Am Freitag, dem 24. Juni 2016, und am Samstag, dem 25. Juni 2016, veranstaltet der Arbeitskreis Denkmalschutz der Patriotischen Gesellschaft von 1765 das „Symposium Denkmalpflege für die Stadt der Zukunft“. Die zweitägige Fachtagung mit öffentlichen Vorträgen findet im Haus der Patriotischen Gesellschaft, Trostbrücke 6, in Hamburg statt.

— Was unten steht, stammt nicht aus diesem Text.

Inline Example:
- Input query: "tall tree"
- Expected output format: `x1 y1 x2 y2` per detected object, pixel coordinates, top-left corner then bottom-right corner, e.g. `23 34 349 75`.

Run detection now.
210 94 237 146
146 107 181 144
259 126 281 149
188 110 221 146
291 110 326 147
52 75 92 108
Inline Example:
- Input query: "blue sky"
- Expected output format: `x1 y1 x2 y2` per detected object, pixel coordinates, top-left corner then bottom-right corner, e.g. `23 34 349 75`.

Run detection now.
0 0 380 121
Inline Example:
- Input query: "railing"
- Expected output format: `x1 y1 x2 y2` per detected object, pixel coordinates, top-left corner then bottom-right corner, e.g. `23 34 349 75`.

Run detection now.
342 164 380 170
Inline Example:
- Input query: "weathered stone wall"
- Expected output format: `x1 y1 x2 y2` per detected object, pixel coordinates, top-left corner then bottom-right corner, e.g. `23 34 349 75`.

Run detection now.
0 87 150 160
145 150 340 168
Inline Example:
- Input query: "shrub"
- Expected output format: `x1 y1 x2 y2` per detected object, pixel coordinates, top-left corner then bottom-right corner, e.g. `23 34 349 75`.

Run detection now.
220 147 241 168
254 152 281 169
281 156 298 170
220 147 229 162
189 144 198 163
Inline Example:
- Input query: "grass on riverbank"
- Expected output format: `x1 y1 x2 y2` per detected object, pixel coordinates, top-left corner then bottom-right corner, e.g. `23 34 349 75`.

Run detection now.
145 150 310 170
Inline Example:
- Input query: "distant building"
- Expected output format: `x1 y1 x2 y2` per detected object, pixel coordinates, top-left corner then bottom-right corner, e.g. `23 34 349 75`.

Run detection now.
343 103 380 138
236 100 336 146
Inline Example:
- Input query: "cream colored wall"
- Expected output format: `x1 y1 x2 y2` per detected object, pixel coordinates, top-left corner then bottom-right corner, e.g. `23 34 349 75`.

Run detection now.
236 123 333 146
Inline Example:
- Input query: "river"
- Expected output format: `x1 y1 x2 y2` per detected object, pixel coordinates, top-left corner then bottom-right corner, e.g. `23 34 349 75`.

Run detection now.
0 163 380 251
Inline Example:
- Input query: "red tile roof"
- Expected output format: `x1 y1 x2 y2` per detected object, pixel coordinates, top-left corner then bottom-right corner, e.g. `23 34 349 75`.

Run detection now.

Seit mehr als einem Jahrzehnt schwelt die Debatte um Nutzen, Ziele, Inhalte und Instrumente des Denkmalschutzes. Die beteiligten Institutionen wirken angesichts der rasanten und tiefgreifenden Veränderungen der Städte bisweilen überfordert. Insbesondere die Bauten der 1950-70er Jahre werden mit den zeitgemäßen Ansprüchen an Effizienz, Behinderteneignung und Nachhaltigkeit konfrontiert. Sie genießen (noch) wenig Wertschätzung, finden aber bei jüngeren Generationen mit ihren ästhetischen und städtebaulichen Qualitäten zunehmende Akzeptanz. Besonders in den Stadtzentren sind diese Bauten einem immer stärker wirkenden ökonomischem Verwertungsdruck ausgesetzt. Das soziale Gefüge und die kulturelle Identität der Stadt bleiben dabei oft auf der Strecke.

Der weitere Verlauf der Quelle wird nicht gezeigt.